- Abbreviation: PDP
- President: Fernando Chueca
- General Secretary: Ignacio Camuñas
- Founded: December 1974
- Legalised: February 17, 1977
- Dissolved: December 16, 1977
- Succeeded by: Union of the Democratic Centre
- Headquarters: Madrid
- Ideology: Liberalism
- Political position: Centre
- International affiliation: Liberal International

= People's Democratic Party (Spain, 1974) =

The People's Democratic Party (Partido Demócrata Popular, PDP) was a Spanish political party of liberal centre, integrated in the Union of the Democratic Centre (UCD). Its president was Fernando Chueca, and his Secretary General was Ignacio Camuñas.

==History==
The party was founded by Ignacio Camuñas in December 1974 on the basis of the Circle of Studies New Generation (Círculo de Estudios Nueva Generación), created in 1972. By 1976 the party was part of the Democratic Convergence Platform and Democratic Coordination, but withdrew from the latter in June of that same year. On 24 September 1976, together with Democratic Left of Catalonia, the Social-Liberal Coalition was established.

Fernando Chueca Goitia, founder of the Spanish Social Democratic Union (USDE), left the party in July 1976 to join the People's Democratic Party, where he was elected president in December of that year.

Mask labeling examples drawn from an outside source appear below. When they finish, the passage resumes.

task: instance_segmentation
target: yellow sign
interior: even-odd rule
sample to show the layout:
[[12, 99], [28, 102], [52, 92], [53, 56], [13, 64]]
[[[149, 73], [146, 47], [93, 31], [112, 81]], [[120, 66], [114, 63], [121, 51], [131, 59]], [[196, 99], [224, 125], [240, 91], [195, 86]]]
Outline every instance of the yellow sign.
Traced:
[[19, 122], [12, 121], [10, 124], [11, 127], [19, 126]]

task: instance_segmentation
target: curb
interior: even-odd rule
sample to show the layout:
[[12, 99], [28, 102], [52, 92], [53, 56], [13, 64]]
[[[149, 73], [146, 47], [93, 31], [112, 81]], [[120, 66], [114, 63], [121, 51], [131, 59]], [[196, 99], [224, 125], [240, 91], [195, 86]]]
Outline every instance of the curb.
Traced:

The party was admitted as a member of the Liberal International during the Congress that took place in Barcelona in October 1976; also, the PDP participated in the creation of Union of the Democratic Centre (UCD) in 1977, forming the liberal wing of UCD. The party was legalized on February 17, 1977.

In the general elections of 1977 the party obtained 6 deputies within UCD: Ignacio Camuñas, José Manuel Paredes Grosso, Francisco Ruiz Risueño, Manuel Bermejo and José María Bravo de Laguna. Subsequently, on December 16, 1977, the party agreed to dissolve and become a full member of UCD.